Your April 10 article concerned Cordley School (among others) as being “access-deficient.” Of course, this comes as no surprise to District 497 administrators. They and (five of seven current) board members knew of those and many additional deficiencies, because they were talked about in neighborhood “fact-finding” meetings two years ago!

These “deficiencies” were known BEFORE retaining the two-story, 100-plus-year-old Cordley, rather than modern, ground-level Centennial, whose neighborhood had several times as many students as Cordley’s, primarily because 95 percent of the Cordley neighborhood is zoned for student-rental housing.

Because of Centennial’s closing, several families have left the (single family-zoned) Centennial Neighborhood. Those houses have since turned into rentals for three (or more) unrelated renters, making the school-less neighborhood even less desirable for families with children. Lawrence’s flawed zoning ordinance is the primary culprit responsible for the demise of central Lawrence neighborhoods, however, and, unless addressed, will eventually become a devastating crisis for all Lawrence neighborhoods and taxpayers.

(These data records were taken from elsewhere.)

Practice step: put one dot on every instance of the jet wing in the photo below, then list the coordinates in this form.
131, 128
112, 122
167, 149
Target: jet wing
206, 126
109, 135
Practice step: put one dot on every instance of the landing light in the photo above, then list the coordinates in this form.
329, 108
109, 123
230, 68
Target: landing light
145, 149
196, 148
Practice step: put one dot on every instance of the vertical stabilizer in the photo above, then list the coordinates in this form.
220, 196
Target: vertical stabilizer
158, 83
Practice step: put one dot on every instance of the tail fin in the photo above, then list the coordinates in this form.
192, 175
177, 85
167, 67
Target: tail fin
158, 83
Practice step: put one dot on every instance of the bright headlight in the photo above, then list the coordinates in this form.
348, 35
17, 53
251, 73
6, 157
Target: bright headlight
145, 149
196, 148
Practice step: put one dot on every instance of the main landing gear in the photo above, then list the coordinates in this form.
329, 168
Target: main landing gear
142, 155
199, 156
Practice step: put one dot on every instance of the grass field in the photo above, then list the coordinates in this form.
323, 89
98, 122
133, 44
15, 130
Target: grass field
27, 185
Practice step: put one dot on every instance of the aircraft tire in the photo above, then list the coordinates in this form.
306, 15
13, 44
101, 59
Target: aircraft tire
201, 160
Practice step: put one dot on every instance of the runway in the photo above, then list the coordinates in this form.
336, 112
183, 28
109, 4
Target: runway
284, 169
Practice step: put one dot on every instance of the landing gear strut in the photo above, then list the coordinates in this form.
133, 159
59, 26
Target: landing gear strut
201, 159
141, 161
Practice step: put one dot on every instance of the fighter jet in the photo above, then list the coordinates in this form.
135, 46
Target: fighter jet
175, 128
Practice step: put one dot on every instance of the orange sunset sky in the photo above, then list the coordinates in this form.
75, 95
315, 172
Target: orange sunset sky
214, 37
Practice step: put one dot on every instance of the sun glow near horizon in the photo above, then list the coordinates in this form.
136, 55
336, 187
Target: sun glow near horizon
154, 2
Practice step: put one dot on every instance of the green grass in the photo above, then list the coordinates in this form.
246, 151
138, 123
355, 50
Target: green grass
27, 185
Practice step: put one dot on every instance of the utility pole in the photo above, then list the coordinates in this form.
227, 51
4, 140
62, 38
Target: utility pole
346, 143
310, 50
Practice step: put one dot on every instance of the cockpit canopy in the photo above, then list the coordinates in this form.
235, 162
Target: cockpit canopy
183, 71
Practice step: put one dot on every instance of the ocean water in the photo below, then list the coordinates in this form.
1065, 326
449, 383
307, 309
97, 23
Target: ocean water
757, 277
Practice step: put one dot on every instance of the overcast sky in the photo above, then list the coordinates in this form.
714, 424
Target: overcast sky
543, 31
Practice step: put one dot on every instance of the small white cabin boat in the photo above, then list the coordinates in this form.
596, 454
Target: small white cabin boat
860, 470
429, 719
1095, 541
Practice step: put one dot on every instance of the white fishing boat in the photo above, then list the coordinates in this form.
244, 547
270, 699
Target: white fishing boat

Neither 497 administrators nor the board has satisfactorily explained why Centennial was closed instead of Cordley, which is a two-story, 100-year-old building loaded with lead paint (hurriedly covered), asbestos, poor egress, insufficient parking, a postage stamp-size playground and other problems too numerous to list.

The best solution is to re-open Centennial and close Cordley. Centennial will pass current inspection problems, saving taxpayers millions in future bond requests that will be necessary to maintain hopelessly undesirable Cordley.